By the nineteenth century, the transfer of exotic plants and the search for wild plants that might be domesticated were activities that were becoming rationalized and organized and put at the service of industrial capitalism. Collectors were sent from Europe to the farthest reaches of the earth in search of unknown species that might serve as raw material, remedy, or ornament . This enterprise, even though it was the expression of scientific and state bureaucracies, nevertheless partook of romance: It was a quest for the rare, the precious, and the danger-scented. .
Of all the great feats of that era of botanical discovery, none was more imposing than that of the domestication of rubber. New World inhabitants had shown rubber, which they obtained from several tropical plant species, to early explorers, including Columbus. Since it was an unstable product, it remained for more that three centuries a mere curiosity. Then, in 1839, it was founded that through treatment with sulphur and heat, rubber's elastic properties could be made more permanent . Its applications multiplied and the exploitation of many wild rubber-bearing plants, including some that were soon discovered in Asia and Africa, was much intensified. .
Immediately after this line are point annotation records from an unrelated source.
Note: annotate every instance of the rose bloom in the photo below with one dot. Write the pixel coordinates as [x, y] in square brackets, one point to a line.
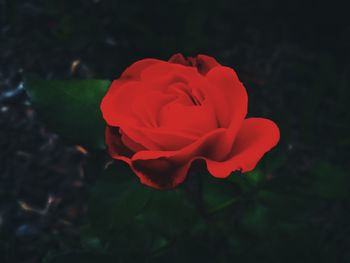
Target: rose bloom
[163, 115]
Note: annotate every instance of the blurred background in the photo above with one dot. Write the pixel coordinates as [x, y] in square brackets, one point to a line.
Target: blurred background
[293, 58]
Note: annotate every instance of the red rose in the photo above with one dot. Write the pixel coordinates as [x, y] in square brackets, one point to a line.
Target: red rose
[161, 116]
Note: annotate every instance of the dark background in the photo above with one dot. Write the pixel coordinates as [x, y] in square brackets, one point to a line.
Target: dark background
[293, 58]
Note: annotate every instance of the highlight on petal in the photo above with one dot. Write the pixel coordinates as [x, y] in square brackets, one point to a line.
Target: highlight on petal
[228, 97]
[167, 169]
[256, 137]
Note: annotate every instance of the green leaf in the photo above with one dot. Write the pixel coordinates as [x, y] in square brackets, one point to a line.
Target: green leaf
[71, 108]
[116, 199]
[218, 194]
[75, 257]
[329, 182]
[256, 219]
[169, 212]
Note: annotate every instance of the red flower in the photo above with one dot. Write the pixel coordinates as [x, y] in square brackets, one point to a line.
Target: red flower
[161, 116]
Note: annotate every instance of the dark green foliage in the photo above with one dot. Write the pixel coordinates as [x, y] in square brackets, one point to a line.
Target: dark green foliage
[71, 108]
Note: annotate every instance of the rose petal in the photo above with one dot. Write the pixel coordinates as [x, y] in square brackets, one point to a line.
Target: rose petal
[167, 169]
[254, 139]
[228, 97]
[159, 139]
[206, 63]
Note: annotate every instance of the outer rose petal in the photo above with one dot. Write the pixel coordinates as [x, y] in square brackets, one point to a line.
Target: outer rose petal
[228, 97]
[256, 137]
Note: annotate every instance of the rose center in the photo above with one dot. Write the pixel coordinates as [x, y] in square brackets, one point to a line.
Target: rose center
[185, 95]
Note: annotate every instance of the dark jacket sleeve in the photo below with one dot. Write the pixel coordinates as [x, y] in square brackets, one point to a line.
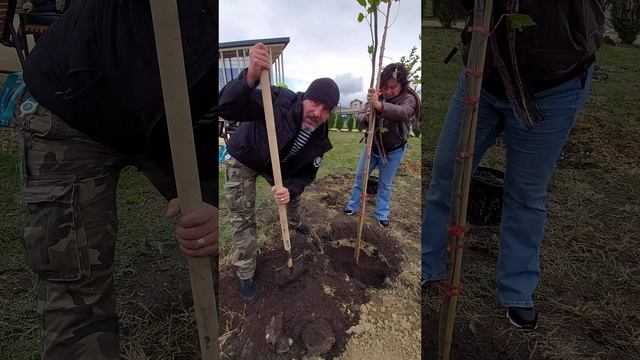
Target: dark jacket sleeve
[296, 185]
[402, 111]
[239, 102]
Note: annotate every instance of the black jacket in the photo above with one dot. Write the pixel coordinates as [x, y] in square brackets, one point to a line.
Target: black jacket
[97, 69]
[559, 47]
[249, 144]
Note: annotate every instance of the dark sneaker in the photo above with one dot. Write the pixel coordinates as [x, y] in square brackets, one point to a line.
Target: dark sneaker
[348, 211]
[303, 230]
[523, 318]
[248, 290]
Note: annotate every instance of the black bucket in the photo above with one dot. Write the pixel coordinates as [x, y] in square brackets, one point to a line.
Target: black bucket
[372, 185]
[485, 197]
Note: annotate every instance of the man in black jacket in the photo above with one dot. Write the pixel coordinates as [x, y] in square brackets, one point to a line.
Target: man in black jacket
[95, 105]
[302, 136]
[535, 82]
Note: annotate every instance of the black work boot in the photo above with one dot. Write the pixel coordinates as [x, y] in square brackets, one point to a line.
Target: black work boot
[523, 318]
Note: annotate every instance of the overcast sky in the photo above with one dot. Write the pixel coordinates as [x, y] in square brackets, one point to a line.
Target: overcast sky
[325, 38]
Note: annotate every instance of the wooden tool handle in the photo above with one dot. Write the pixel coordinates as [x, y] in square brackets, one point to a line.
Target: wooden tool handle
[275, 157]
[176, 101]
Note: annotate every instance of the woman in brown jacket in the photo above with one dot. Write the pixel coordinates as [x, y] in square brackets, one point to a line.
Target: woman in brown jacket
[396, 104]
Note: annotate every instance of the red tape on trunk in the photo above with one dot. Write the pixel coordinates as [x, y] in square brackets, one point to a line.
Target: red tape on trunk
[452, 290]
[481, 29]
[471, 99]
[473, 72]
[457, 230]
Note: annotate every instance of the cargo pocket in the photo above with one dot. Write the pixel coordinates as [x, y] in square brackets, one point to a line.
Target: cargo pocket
[55, 242]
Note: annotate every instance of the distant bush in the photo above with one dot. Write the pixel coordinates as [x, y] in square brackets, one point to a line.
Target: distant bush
[443, 11]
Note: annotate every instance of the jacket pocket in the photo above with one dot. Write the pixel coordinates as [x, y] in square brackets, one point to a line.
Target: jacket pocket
[55, 240]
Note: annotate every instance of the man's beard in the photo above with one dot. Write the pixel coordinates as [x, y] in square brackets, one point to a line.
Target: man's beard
[310, 125]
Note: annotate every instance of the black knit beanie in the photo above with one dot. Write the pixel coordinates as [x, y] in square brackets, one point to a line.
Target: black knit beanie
[325, 91]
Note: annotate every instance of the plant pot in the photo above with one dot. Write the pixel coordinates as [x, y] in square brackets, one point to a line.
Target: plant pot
[485, 197]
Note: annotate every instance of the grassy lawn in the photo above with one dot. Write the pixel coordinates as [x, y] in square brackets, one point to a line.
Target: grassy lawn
[589, 256]
[342, 159]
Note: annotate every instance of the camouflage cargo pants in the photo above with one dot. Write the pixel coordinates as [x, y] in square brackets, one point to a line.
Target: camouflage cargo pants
[240, 185]
[70, 233]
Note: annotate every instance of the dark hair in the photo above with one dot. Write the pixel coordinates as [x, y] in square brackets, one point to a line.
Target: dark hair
[397, 69]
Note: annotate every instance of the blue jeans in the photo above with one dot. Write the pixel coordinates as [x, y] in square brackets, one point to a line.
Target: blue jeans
[532, 155]
[385, 180]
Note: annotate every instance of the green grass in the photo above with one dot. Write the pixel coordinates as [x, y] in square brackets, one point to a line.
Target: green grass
[589, 278]
[342, 159]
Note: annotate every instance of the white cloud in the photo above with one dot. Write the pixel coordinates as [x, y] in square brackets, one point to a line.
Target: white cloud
[325, 38]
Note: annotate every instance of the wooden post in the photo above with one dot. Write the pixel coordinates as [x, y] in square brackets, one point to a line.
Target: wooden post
[462, 173]
[370, 135]
[176, 101]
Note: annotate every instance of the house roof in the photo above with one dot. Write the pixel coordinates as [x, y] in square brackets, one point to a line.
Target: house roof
[230, 49]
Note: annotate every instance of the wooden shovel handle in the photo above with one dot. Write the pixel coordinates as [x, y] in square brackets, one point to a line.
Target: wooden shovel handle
[176, 102]
[275, 157]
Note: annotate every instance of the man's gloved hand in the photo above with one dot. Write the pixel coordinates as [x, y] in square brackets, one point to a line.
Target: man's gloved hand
[281, 195]
[196, 232]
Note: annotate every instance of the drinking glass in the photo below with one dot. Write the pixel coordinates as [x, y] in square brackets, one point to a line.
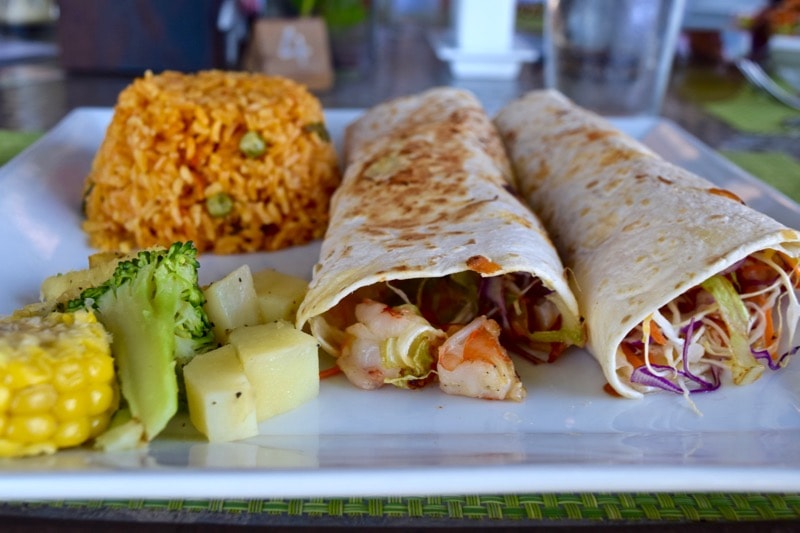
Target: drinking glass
[612, 56]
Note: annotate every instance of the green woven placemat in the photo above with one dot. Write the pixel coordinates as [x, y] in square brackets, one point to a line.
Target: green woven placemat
[13, 142]
[752, 111]
[579, 507]
[780, 170]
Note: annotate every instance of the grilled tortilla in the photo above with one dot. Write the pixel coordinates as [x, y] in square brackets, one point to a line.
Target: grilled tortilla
[426, 224]
[681, 284]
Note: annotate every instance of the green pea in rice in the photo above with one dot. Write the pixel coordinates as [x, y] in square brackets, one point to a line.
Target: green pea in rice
[170, 167]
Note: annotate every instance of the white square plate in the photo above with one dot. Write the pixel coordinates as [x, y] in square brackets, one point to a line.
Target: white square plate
[567, 436]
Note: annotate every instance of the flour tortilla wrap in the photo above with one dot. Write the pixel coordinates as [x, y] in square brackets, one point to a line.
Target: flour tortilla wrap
[654, 251]
[426, 196]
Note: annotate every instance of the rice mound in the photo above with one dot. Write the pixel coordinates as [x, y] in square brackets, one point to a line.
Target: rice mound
[170, 167]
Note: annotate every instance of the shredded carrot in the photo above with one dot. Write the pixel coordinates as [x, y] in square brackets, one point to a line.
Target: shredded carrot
[329, 372]
[769, 326]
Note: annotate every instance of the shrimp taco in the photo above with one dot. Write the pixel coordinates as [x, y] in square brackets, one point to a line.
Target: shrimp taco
[432, 268]
[683, 287]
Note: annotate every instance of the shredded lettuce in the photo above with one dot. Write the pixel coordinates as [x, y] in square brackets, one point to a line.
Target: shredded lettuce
[410, 351]
[744, 367]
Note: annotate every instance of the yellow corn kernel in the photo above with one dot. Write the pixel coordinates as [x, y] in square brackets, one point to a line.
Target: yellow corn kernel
[57, 382]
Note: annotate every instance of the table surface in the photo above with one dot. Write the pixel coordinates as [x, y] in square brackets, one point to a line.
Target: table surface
[36, 93]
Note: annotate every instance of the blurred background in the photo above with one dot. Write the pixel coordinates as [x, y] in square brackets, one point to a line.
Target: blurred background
[56, 55]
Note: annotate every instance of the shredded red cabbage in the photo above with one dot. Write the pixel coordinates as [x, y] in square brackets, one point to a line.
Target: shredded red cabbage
[644, 376]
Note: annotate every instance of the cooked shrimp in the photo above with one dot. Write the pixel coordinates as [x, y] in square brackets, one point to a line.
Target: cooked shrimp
[473, 363]
[389, 345]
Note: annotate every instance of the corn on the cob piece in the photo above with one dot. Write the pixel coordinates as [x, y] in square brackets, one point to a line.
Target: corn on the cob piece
[57, 382]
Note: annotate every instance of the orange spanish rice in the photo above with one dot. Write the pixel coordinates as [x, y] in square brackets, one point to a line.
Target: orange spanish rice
[170, 167]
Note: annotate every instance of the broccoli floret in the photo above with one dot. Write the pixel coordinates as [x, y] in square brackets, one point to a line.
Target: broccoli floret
[153, 307]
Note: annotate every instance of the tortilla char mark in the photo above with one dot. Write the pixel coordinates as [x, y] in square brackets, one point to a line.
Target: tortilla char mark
[418, 175]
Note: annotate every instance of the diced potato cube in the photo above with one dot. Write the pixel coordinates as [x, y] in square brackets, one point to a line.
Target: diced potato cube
[279, 295]
[281, 363]
[222, 402]
[231, 302]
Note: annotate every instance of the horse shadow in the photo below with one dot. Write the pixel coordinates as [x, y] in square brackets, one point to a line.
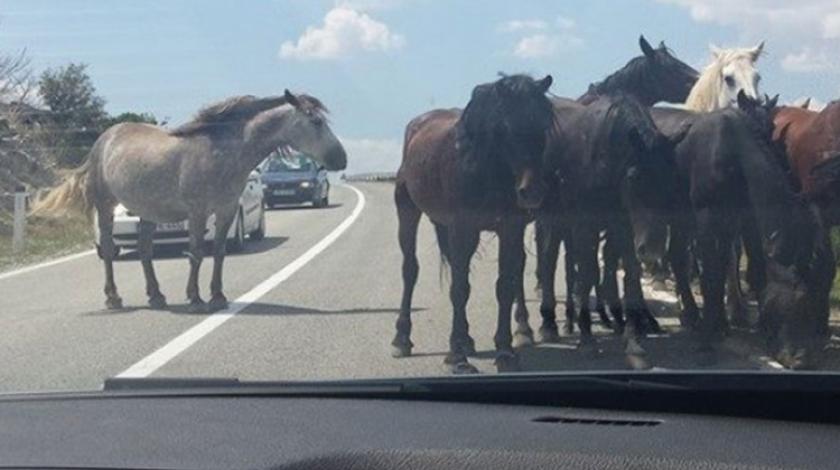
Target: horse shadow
[177, 251]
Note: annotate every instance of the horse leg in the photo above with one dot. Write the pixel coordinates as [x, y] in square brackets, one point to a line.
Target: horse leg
[736, 308]
[714, 252]
[548, 247]
[408, 218]
[680, 263]
[609, 285]
[107, 251]
[508, 285]
[571, 277]
[224, 219]
[462, 245]
[586, 257]
[197, 225]
[145, 239]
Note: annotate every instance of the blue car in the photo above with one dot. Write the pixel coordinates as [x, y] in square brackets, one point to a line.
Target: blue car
[294, 179]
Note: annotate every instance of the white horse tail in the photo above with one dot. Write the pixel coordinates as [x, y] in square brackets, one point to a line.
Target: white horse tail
[73, 195]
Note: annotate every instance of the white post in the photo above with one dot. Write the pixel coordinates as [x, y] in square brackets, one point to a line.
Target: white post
[19, 220]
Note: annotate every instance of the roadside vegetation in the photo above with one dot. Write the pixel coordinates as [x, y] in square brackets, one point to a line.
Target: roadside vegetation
[48, 122]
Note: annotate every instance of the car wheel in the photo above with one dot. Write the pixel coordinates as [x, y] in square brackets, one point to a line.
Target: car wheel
[237, 243]
[259, 233]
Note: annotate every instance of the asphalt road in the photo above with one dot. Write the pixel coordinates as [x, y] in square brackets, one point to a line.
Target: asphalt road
[318, 299]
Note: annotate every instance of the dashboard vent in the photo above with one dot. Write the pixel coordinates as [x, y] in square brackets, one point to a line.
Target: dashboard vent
[598, 422]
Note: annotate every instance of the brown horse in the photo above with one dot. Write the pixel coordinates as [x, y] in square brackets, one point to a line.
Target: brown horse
[811, 139]
[470, 171]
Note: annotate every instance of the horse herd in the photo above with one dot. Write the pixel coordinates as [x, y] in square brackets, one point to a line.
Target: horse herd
[725, 170]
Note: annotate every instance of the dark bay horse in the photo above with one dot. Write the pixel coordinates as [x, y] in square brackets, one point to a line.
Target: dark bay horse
[470, 171]
[591, 153]
[650, 78]
[188, 173]
[812, 139]
[728, 169]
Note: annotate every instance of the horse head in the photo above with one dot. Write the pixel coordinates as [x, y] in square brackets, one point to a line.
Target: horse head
[505, 125]
[730, 72]
[306, 129]
[672, 78]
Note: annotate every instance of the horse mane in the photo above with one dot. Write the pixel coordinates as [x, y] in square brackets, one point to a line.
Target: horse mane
[481, 168]
[239, 109]
[704, 95]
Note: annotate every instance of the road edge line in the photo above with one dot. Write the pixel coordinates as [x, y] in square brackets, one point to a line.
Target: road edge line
[45, 264]
[160, 357]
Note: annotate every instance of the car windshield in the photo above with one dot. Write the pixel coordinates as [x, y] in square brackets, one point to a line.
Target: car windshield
[286, 164]
[379, 189]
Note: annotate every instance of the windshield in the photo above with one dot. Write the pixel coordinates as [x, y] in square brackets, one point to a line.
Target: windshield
[292, 163]
[533, 188]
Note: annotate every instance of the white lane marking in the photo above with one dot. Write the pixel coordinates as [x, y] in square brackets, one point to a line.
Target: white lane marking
[170, 350]
[46, 264]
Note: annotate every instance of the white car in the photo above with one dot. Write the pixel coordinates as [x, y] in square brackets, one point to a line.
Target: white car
[250, 221]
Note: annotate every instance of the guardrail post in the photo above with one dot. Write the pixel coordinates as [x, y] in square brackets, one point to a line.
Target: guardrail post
[19, 227]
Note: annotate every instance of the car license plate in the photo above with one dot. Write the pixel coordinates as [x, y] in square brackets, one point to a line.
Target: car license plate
[172, 226]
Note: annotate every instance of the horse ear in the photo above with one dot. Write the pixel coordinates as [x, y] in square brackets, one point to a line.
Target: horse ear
[646, 48]
[636, 140]
[291, 99]
[745, 103]
[755, 52]
[546, 82]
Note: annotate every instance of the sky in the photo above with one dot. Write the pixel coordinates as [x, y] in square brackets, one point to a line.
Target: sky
[378, 63]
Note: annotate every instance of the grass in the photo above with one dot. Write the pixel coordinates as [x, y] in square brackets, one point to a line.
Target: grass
[44, 239]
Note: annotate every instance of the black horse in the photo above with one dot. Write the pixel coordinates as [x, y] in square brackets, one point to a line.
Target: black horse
[597, 152]
[471, 171]
[730, 174]
[653, 77]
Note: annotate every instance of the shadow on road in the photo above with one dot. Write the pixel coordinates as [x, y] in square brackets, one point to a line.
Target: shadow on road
[303, 207]
[177, 251]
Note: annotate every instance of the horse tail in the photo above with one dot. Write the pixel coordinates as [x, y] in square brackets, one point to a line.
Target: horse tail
[442, 234]
[73, 195]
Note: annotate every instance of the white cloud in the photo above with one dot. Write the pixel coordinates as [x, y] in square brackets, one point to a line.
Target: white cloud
[344, 31]
[540, 39]
[564, 22]
[514, 26]
[807, 60]
[372, 155]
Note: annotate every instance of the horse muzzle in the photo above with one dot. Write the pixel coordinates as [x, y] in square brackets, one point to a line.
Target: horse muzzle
[530, 191]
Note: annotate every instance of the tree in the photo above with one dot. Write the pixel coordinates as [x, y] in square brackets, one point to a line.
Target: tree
[78, 112]
[129, 116]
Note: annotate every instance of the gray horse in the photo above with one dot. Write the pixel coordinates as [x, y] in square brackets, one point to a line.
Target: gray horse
[188, 173]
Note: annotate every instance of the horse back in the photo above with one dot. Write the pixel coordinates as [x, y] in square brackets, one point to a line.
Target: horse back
[429, 164]
[809, 138]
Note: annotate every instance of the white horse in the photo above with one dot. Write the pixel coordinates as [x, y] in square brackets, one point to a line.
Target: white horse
[730, 71]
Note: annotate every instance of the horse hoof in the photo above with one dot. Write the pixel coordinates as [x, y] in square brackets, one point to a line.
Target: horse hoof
[197, 306]
[549, 335]
[463, 368]
[217, 303]
[113, 303]
[469, 346]
[157, 302]
[401, 347]
[638, 362]
[523, 340]
[507, 362]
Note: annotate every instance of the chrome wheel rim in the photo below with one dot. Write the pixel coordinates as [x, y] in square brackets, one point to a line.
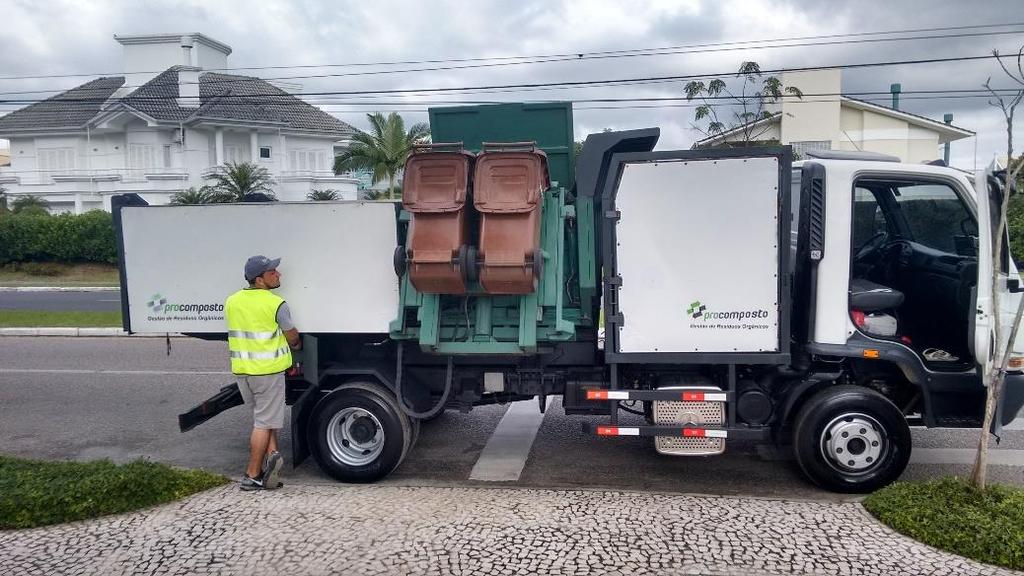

When the world was ready for rubber, the Amazon Region began the spectacular period of forest exploitation which resulted in scattered settlement in widely separated places. In the tropical rain forest south of the main stream, and in the headwater areas of eastern Bolivia, Peru, Ecuador, and Colombia, there are two chief species of tree which rubber can be produced. The better of these species is Hevea brasiliensis, from which latex, a milklike substance, can be extracted from cuts in the bark. The other is the Castilla ulei, from which rubber can be extracted only by cutting down the tree . Like all the other species in the tropical rainforest, both Hevea and Castilla trees are widely scattered, seldom with many individual standing close together.